Skagit Valley College graciously provided space for Summer Academy 2016, but they’re just one institution that’s come together to make summer learning in Skagit a reality. Summer Academy 2016 received funding and volunteers from at least eight different churches across Western Washington. The Mount Vernon and Burlington School districts both provided school buses to transport students from their homes across Skagit, as well as child-sized furniture not usually found on college campuses. Family Promise, a homeless assistance organization, also lent them use of a smaller van to transport pre-school-aged children.
Summer Academy 2016 also received support from School’s Out Washington, one of ten organizations in Washington’s rural communities that received funding as a part of our Feed Your Brain grant. Our support meant the Foundation was able to bring on certified teachers, improving the quality of the experience for the children. Among them were two teachers trained in Mexico, now residing in Skagit County, able to work with the children in their own native language.

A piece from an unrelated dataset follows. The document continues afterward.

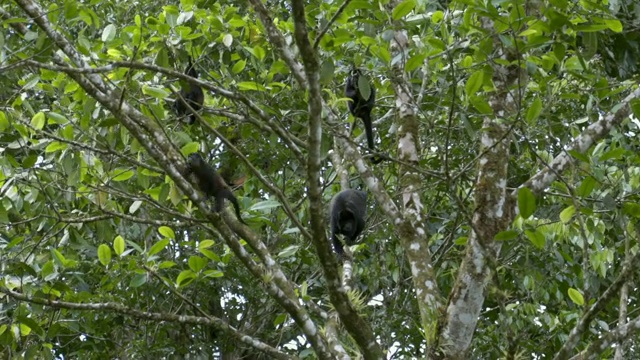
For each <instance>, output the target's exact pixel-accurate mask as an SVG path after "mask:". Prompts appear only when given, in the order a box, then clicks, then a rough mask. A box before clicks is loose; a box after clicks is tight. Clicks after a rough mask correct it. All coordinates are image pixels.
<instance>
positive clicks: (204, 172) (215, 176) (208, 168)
mask: <svg viewBox="0 0 640 360" xmlns="http://www.w3.org/2000/svg"><path fill="white" fill-rule="evenodd" d="M188 165H189V168H188V172H189V174H194V175H195V177H196V180H197V183H198V187H199V188H200V190H201V191H202V192H203V193H205V195H206V196H207V197H210V196H213V197H214V198H215V200H216V203H215V210H216V212H220V211H221V210H222V207H223V206H224V199H225V198H226V199H229V201H231V203H232V204H233V207H234V209H235V210H236V216H237V217H238V220H240V222H241V223H243V224H245V225H246V223H245V222H244V220H242V217H241V216H240V205H238V199H236V197H235V196H233V193H232V192H231V190H230V189H229V187H228V186H227V184H225V182H224V180H223V179H222V176H220V175H218V173H217V172H216V171H215V170H214V169H213V167H211V165H209V164H207V163H206V162H205V161H204V159H203V158H202V156H201V155H200V154H198V153H193V154H191V155H189V160H188Z"/></svg>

Also, SOWA has partnered with Page Ahead to provide each participating child at our Feed Your Brain sites with four brand-new free books during the program. Many of these children have a limited home library, and these books from Page Ahead allow them to grow their love of reading.
Another core value of Feed Your Brain is connecting summer programs with the USDA Summer Food Service program. Many children that depend on free or reduced price meals during the school year are at risk for going hungry during the summer months. The children at Summer Academy 2016 all receive free breakfast and lunch as a part of this federally-funded program, staffed by cafeteria workers from the Mount Vernon School District.
There is plenty of unmet demand for summer learning programs in Skagit’s Latino farmworker community. Robin Ringland, the Foundation’s Board President and co-administrator, told us that Mount Vernon has 900 children their school district believes should be attending summer school, but only have space for 100 at their own programs.
This is common in Washington’s rural areas. In many communities, summer learning programs funded by Feed Your Brain are the only game in town.
Foundation board members and academy co-administrators Rosario Aguilar and Marlene Kurtz Rios went door to door recruiting families to send their children to the Summer Academy. Aguilar said registration was slow at first, as parents weren’t sure what to think of it. But as soon as one parent was convinced, she said, word spread through their community and everything changed all at once. Ringland said registration climbed so much in one day that they had to reserve two extra rooms at the college!
The Foundation expected Summer Academy 2016 would serve about 100 children. As of July 18th, they’d served at least 196.
For Aguilar, the reward of this work is the hope that some of these kids will be ready for college when they graduate, and not be intimidated by the institution.
“They’re not afraid to go to college,” she told us through a translator. “They’ve already been to college.”